Cain. But there are spirits loftier still —
The archangels.
Lucifer. And still loftier than the archangels.
Adah. Aye — but not blesséd.
Lucifer. If the blessedness
Consists in slavery — no.
Adah. I have heard it said, 420
The Seraphs love most — Cherubim know most —
And this should be a Cherub — since he loves not.
Lucifer. And if the higher knowledge quenches love,
What must he be you cannot love when known?
Since the all-knowing Cherubim love least,
The Seraphs’ love can be but ignorance:
That they are not compatible, the doom
Of thy fond parents, for their daring, proves.
Choose betwixt Love and Knowledge — since there is
No other choice: your sire hath chosen already: 430
His worship is but fear.
Adah. Oh, Cain! choose Love.
Cain. For thee, my Adah, I choose not — It was
Born with me — but I love nought else.
Adah. Our parents?
Cain. Did they love us when they snatched from the Tree
That which hath driven us all from Paradise?
Adah. We were not born then — and if we had been,
Should we not love them — and our children, Cain?

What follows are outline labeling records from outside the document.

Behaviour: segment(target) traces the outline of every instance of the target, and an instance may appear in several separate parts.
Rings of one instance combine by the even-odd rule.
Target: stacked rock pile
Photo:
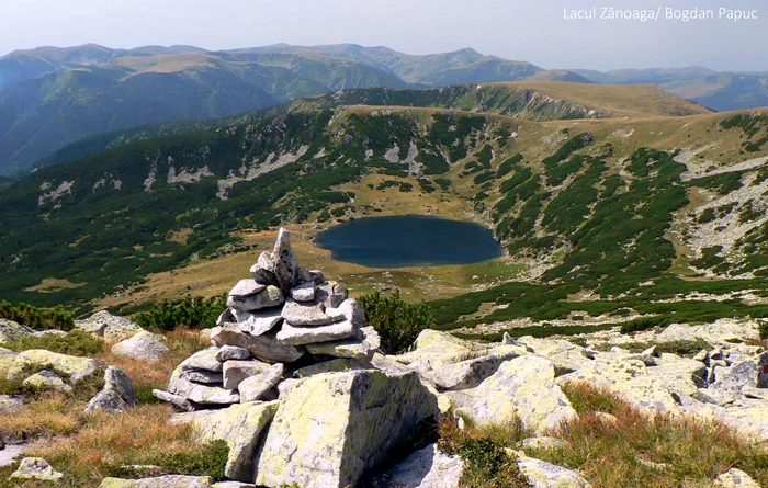
[[[213,347],[184,360],[156,397],[189,411],[272,400],[281,381],[329,371],[323,365],[334,359],[368,363],[379,349],[373,328],[362,328],[360,304],[323,272],[298,265],[286,229],[250,274],[229,292]]]

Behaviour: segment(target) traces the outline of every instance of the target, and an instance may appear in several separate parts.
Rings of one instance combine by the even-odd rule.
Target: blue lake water
[[[481,225],[423,215],[359,218],[318,234],[315,242],[337,261],[373,268],[468,264],[502,253]]]

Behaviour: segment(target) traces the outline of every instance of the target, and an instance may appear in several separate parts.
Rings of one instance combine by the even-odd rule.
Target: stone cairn
[[[157,398],[188,411],[273,400],[287,386],[279,389],[281,382],[368,363],[379,349],[373,328],[362,328],[360,304],[323,272],[298,265],[286,229],[250,274],[229,292],[213,347],[184,360],[168,391],[153,391]]]

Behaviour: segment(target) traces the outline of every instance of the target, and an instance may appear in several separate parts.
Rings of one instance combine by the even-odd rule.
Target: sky
[[[768,71],[766,0],[0,0],[0,56],[88,43],[212,50],[354,43],[407,54],[472,47],[547,69],[696,65]],[[601,19],[608,8],[646,20]],[[727,11],[721,18],[721,8],[756,19],[727,19]],[[572,12],[588,16],[592,9],[597,19],[566,19]],[[691,9],[712,10],[714,19],[684,22],[682,11]],[[648,11],[660,16],[647,19]]]

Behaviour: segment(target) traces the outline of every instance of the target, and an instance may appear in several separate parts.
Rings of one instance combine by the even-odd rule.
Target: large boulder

Cain. My little Enoch! and his lisping sister!
Could I but deem them happy, I would half
Forget — — but it can never be forgotten 440
Through thrice a thousand generations! never
Shall men love the remembrance of the man
Who sowed the seed of evil and mankind
In the same hour! They plucked the tree of science
And sin — and, not content with their own sorrow,
Begot me — thee — and all the few that are,
And all the unnumbered and innumerable
Multitudes, millions, myriads, which may be,
To inherit agonies accumulated
By ages! — and I must be sire of such things! 450
Thy beauty and thy love — my love and joy,
The rapturous moment and the placid hour,
All we love in our children and each other,
But lead them and ourselves through many years
Of sin and pain — or few, but still of sorrow,
Interchecked with an instant of brief pleasure,
To Death — the unknown! Methinks the Tree of Knowledge
Hath not fulfilled its promise: — if they sinned,
At least they ought to have known all things that are
Of knowledge — and the mystery of Death. 460
What do they know? — that they are miserable.

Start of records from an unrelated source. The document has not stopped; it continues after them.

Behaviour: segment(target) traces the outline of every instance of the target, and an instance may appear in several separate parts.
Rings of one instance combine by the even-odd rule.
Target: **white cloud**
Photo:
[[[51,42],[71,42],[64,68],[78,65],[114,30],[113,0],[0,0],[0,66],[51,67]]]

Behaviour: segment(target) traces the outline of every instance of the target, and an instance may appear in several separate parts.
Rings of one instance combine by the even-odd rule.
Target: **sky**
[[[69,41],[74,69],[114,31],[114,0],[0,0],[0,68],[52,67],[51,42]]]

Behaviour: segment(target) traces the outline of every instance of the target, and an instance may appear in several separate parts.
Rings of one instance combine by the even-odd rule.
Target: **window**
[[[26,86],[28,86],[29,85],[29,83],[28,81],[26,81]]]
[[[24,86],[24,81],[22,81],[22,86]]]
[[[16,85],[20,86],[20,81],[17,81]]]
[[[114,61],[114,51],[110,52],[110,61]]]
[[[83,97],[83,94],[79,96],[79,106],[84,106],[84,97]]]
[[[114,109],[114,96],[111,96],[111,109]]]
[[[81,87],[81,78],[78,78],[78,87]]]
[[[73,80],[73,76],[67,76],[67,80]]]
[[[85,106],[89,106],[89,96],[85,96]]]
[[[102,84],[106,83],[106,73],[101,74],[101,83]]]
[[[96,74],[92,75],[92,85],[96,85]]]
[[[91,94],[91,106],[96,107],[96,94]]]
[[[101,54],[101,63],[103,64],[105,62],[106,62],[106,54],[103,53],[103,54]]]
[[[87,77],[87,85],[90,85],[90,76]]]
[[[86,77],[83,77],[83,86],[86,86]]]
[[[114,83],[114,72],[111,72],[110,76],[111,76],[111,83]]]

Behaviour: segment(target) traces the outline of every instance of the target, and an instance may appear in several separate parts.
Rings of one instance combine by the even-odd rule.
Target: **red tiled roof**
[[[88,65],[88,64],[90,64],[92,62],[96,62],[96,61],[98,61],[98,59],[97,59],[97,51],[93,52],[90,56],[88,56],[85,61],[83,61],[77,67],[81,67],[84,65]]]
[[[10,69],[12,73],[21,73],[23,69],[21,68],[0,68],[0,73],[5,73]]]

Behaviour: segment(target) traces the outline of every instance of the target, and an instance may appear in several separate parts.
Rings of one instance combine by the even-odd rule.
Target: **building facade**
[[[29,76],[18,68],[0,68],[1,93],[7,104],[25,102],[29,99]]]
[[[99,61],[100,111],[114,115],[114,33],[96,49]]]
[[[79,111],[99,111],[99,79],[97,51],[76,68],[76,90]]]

What need of snakes and fruits to teach us that?
Adah. I am not wretched, Cain, and if thou
Wert happy — —
Cain. Be thou happy, then, alone —
I will have nought to do with happiness,
Which humbles me and mine.
Adah. Alone I could not,
Nor would be happy; but with those around us
I think I could be so, despite of Death,
Which, as I know it not, I dread not, though
It seems an awful shadow — if I may 470
Judge from what I have heard.
Lucifer. And thou couldst not
Alone, thou say’st, be happy?
Adah. Alone! Oh, my God!
Who could be happy and alone, or good?
To me my solitude seems sin; unless
When I think how soon I shall see my brother,
His brother, and our children, and our parents.
Lucifer. Yet thy God is alone; and is he happy?
Lonely, and good?
Adah. He is not so; he hath
The angels and the mortals to make happy,
And thus becomes so in diffusing joy. 480
What else can joy be, but the spreading joy?

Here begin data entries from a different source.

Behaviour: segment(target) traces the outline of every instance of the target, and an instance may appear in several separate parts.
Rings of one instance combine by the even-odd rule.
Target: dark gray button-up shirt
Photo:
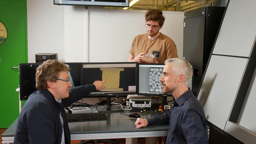
[[[169,113],[155,115],[147,119],[148,125],[169,124],[166,144],[208,143],[204,109],[191,90],[189,89],[173,104]]]

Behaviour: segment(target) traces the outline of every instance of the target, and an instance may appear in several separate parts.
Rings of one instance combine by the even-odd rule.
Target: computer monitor
[[[139,63],[138,64],[138,95],[162,96],[163,105],[167,104],[167,97],[171,93],[164,94],[161,82],[159,81],[163,76],[163,64]],[[193,65],[191,65],[192,69]],[[191,78],[188,87],[192,87]]]
[[[31,93],[37,91],[36,87],[36,68],[42,63],[20,64],[20,99],[26,100]],[[65,63],[70,68],[69,72],[72,87],[80,85],[81,63]]]
[[[106,97],[107,105],[110,108],[111,96],[137,94],[137,64],[136,63],[130,62],[82,63],[83,84],[108,79],[104,85],[105,87],[104,89],[92,92],[86,97]],[[108,107],[98,106],[97,108],[100,112],[120,111],[117,108]]]
[[[172,96],[171,93],[162,92],[159,79],[163,75],[164,64],[140,63],[138,67],[138,95]]]

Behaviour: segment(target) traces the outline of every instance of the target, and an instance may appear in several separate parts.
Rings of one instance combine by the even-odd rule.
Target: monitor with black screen
[[[58,5],[77,5],[129,7],[129,0],[54,0]]]
[[[69,73],[72,87],[80,85],[80,63],[65,63],[70,68]],[[36,87],[36,68],[41,63],[20,64],[20,99],[26,100],[31,93],[37,91]]]
[[[137,64],[129,62],[82,63],[83,84],[108,79],[104,85],[104,89],[92,92],[86,97],[107,97],[107,107],[98,106],[99,111],[120,111],[120,107],[111,107],[111,96],[137,93]]]

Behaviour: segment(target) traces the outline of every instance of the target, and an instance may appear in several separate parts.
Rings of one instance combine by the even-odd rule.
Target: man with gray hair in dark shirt
[[[166,144],[208,143],[206,119],[204,109],[188,84],[193,75],[190,64],[177,58],[166,60],[159,80],[163,92],[171,93],[173,106],[169,113],[144,119],[138,118],[139,128],[148,125],[169,124]]]

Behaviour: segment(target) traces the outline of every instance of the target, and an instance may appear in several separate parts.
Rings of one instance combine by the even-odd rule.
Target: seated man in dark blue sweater
[[[159,80],[163,93],[171,93],[173,97],[172,108],[168,113],[155,115],[147,119],[138,118],[136,128],[169,124],[166,143],[208,143],[204,109],[188,87],[193,74],[191,65],[187,61],[178,59],[168,59],[165,63]]]
[[[36,69],[38,91],[29,96],[18,118],[14,143],[70,144],[69,129],[64,108],[96,90],[107,80],[70,88],[70,69],[56,60]]]

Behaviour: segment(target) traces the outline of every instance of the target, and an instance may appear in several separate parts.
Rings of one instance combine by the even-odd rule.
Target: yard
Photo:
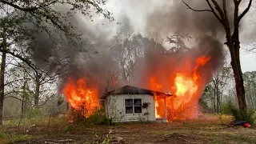
[[[126,144],[135,143],[255,143],[254,127],[232,127],[230,117],[217,115],[190,122],[170,123],[122,123],[115,126],[64,124],[54,120],[48,125],[20,127],[6,125],[0,143],[97,143],[110,137],[122,137]],[[41,123],[42,121],[41,121]]]

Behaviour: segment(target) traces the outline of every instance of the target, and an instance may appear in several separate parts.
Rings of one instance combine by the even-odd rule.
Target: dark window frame
[[[126,100],[132,100],[132,105],[127,105],[126,106]],[[140,103],[134,105],[134,100],[138,100],[140,101]],[[129,103],[129,102],[127,102]],[[137,102],[136,102],[137,103]],[[133,111],[132,113],[127,113],[126,107],[132,107]],[[139,107],[140,112],[135,112],[135,107]],[[142,98],[125,98],[125,111],[126,114],[142,114]]]

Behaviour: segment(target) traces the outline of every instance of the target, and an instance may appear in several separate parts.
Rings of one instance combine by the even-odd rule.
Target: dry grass
[[[70,125],[57,119],[52,119],[52,124],[49,128],[46,124],[19,128],[6,126],[6,129],[0,132],[0,143],[44,143],[45,141],[66,139],[72,139],[73,143],[95,143],[102,142],[110,130],[112,130],[110,136],[124,138],[126,144],[255,143],[256,142],[256,129],[230,127],[226,124],[232,118],[225,115],[204,115],[198,120],[186,122],[158,124],[130,123],[112,126]],[[54,121],[58,122],[54,123]]]

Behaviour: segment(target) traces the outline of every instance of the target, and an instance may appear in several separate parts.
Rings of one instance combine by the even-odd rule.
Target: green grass
[[[6,131],[0,131],[0,143],[11,143],[15,142],[29,141],[30,139],[40,138],[42,136],[22,135],[7,134]]]

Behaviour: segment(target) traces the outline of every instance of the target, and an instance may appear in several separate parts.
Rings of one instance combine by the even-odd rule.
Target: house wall
[[[142,108],[142,113],[126,114],[125,99],[141,98],[142,103],[150,102],[146,109]],[[109,95],[106,99],[105,106],[109,118],[113,122],[131,122],[131,121],[155,121],[155,110],[154,97],[149,94],[118,94]],[[144,115],[148,112],[148,115]]]

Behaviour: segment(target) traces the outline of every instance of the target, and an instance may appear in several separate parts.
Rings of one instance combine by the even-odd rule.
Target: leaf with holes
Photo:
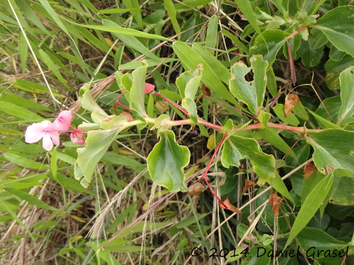
[[[254,172],[259,176],[258,184],[261,185],[275,176],[275,160],[273,155],[266,154],[254,139],[241,136],[230,137],[224,142],[222,163],[226,168],[239,167],[240,160],[247,158],[252,164]]]
[[[172,131],[164,131],[159,135],[160,141],[155,145],[147,158],[151,179],[172,192],[187,191],[183,169],[189,163],[189,150],[176,142]]]
[[[262,106],[266,93],[266,70],[268,63],[263,61],[261,56],[253,56],[250,61],[251,67],[247,67],[242,61],[238,62],[232,67],[230,88],[235,97],[247,104],[252,113],[256,114]],[[245,79],[245,76],[251,69],[254,79],[248,82]]]

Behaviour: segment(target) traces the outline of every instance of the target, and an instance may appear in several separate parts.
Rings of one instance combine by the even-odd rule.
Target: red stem
[[[209,171],[209,169],[210,168],[210,166],[211,166],[211,163],[212,163],[213,160],[214,160],[214,158],[215,158],[215,155],[217,153],[217,151],[219,150],[219,149],[220,149],[220,147],[221,146],[222,144],[223,144],[223,143],[224,142],[224,140],[225,140],[225,138],[227,136],[227,135],[226,134],[224,135],[224,136],[223,137],[223,139],[222,139],[221,141],[220,141],[220,142],[219,143],[219,144],[217,145],[217,147],[216,147],[216,149],[215,150],[215,152],[214,152],[214,153],[213,155],[211,156],[211,158],[210,158],[210,161],[209,162],[209,164],[208,164],[208,166],[206,167],[206,169],[205,169],[205,171],[204,173],[204,174],[203,174],[203,176],[202,176],[201,178],[200,178],[199,179],[197,179],[196,180],[194,183],[197,182],[197,181],[199,181],[202,179],[203,179],[205,182],[206,183],[206,185],[208,185],[208,187],[209,187],[209,188],[210,190],[211,191],[211,192],[212,192],[213,194],[214,194],[214,196],[215,196],[215,198],[217,199],[217,200],[218,200],[220,203],[223,205],[225,207],[225,209],[227,210],[229,209],[229,207],[226,206],[225,203],[224,203],[224,202],[221,200],[220,198],[219,198],[219,196],[216,195],[216,193],[215,193],[215,191],[214,191],[214,190],[212,189],[212,188],[210,186],[210,184],[209,184],[209,182],[208,180],[206,179],[206,174],[208,174],[208,171]]]

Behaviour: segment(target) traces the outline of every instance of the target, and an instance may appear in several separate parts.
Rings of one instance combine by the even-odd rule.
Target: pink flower
[[[69,130],[72,121],[72,115],[70,111],[63,111],[55,119],[53,124],[58,132],[65,132]]]
[[[148,93],[150,93],[152,90],[153,90],[154,89],[155,89],[155,86],[154,85],[152,85],[151,84],[148,84],[147,83],[145,83],[145,94],[147,94]]]
[[[50,121],[33,123],[26,130],[25,141],[26,143],[35,143],[41,138],[43,138],[43,148],[47,151],[52,150],[53,142],[57,145],[59,145],[59,133],[56,126]]]
[[[76,143],[80,145],[82,145],[85,143],[85,138],[82,138],[83,133],[78,132],[73,132],[70,134],[70,139],[74,143]]]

Lucifer. Ask of your sire, the exile fresh from Eden;
Or of his first-born son: ask your own heart;
It is not tranquil.
Adah. Alas! no! and you —
Are you of Heaven?
Lucifer. If I am not, enquire
The cause of this all-spreading happiness
(Which you proclaim) of the all-great and good
Maker of life and living things; it is
His secret, and he keeps it. We must bear,
And some of us resist — and both in vain, 490
His Seraphs say: but it is worth the trial,
Since better may not be without: there is
A wisdom in the spirit, which directs
To right, as in the dim blue air the eye
Of you, young mortals, lights at once upon
The star which watches, welcoming the morn.
Adah. It is a beautiful star; I love it for
Its beauty.
Lucifer. And why not adore?
Adah. Our father
Adores the Invisible only.
Lucifer. But the symbols
Of the Invisible are the loveliest 500
Of what is visible; and yon bright star
Is leader of the host of Heaven.
Adah. Our father
Saith that he has beheld the God himself
Who made him and our mother.
Lucifer. Hast thou seen him?
Adah. Yes — in his works.
Lucifer. But in his being?
Adah. No —
Save in my father, who is God’s own image;
Or in his angels, who are like to thee —
And brighter, yet less beautiful and powerful
In seeming: as the silent sunny noon,
All light, they look upon us; but thou seem’st 510
Like an ethereal night, where long white clouds
Streak the deep purple, and unnumbered stars
Spangle the wonderful mysterious vault
With things that look as if they would be suns;
So beautiful, unnumbered, and endearing,
Not dazzling, and yet drawing us to them,
They fill my eyes with tears, and so dost thou.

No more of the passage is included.